Michael Conradi sah verändert aus. Nicht mehr so verwöhnt und sich selbst genießend. Er war schmaler geworden, und mit den Barolo-Polstern im Gesicht war auch der leicht blasierte Ausdruck verschwunden. Er sah wund aus. Und das stand ihm gut.
Wir umarmten uns so stakelig, wie wir es immer getan hatten. Jede Körperlichkeit war uns immer irgendwie unangenehm gewesen. Wir waren uns zu nah für unverfängliche Berührungen.
Er räusperte sich. Ich hatte ihn noch niemals verlegen erlebt.
«Ich will nichts wissen. Bitte keine Nachrichten von meinem Verleger, meiner Frau oder meiner Freundin. Ich habe bereits alles entschieden. Ich reise morgen in aller Frühe ab. Wir haben also eine Nacht Zeit. Ich werde Ihnen alles über das Buch erzählen, das ich schreiben werde.»
Um fünf Uhr morgens verabschiedeten wir uns vor dem Hotel «Costes» in der Rue Saint-Honoré.
«Auf Wiedersehen, Marie.»
«Auf Wiedersehen.»
Weltstillstand.
Und dann ging er vorbei. Der einzig mögliche Moment. Die ewig lang währende Sekunde. Man kennt diese Wenn-dann-jetzt-oder-nie-Situationen aus dem Kino.

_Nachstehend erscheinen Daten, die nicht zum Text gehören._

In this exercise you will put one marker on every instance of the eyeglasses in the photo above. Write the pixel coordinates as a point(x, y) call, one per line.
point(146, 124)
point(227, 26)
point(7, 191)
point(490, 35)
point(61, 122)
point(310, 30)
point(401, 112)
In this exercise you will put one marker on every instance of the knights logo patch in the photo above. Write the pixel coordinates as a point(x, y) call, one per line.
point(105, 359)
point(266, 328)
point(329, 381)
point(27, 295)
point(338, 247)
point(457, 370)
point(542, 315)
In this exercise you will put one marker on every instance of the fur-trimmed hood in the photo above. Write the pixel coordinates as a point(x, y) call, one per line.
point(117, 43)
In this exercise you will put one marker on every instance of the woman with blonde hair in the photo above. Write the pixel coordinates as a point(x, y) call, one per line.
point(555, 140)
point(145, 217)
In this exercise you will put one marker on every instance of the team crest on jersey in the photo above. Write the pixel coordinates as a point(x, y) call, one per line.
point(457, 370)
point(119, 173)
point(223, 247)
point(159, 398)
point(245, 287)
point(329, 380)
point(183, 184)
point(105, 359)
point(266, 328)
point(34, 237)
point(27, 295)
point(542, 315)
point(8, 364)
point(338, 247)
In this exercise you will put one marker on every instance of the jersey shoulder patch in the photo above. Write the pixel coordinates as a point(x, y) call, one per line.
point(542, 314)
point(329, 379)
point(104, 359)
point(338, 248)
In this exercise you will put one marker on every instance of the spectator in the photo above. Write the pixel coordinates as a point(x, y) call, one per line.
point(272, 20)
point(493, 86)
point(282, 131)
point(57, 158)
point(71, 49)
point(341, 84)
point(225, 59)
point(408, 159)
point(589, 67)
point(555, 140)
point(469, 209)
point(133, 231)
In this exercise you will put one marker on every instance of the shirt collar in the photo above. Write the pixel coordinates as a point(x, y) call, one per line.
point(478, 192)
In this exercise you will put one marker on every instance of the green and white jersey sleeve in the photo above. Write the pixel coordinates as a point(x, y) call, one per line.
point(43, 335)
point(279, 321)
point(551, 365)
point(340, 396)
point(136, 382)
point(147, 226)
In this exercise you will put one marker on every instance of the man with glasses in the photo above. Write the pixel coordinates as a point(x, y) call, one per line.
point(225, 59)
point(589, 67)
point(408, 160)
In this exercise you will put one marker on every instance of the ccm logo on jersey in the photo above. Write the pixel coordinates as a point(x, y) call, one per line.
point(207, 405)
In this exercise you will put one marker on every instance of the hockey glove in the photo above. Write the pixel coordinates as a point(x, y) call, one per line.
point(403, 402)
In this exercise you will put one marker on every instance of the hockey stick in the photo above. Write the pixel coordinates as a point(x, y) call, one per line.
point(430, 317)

Küssen sie sich, oder küssen sie sich nicht? Werden sie für immer ein glückliches Paar, oder dreht er sich um, weil er wahlweise sein Land oder das Universum retten muss?
In einem Film, der bereits am ersten Wochenende Millionen einspielt, hätte er mich erst geküsst und dann die Welt gerettet.
Aber das hier ist nun mal das wahre Leben.
«Auf die mutigste Frau der Welt!»
«Hiermit erkläre ich euch zu Mann und Frau.»
Nach Conradis Verschwinden hatte Ulrike eine Blitzhochzeit mit Hannes organisiert.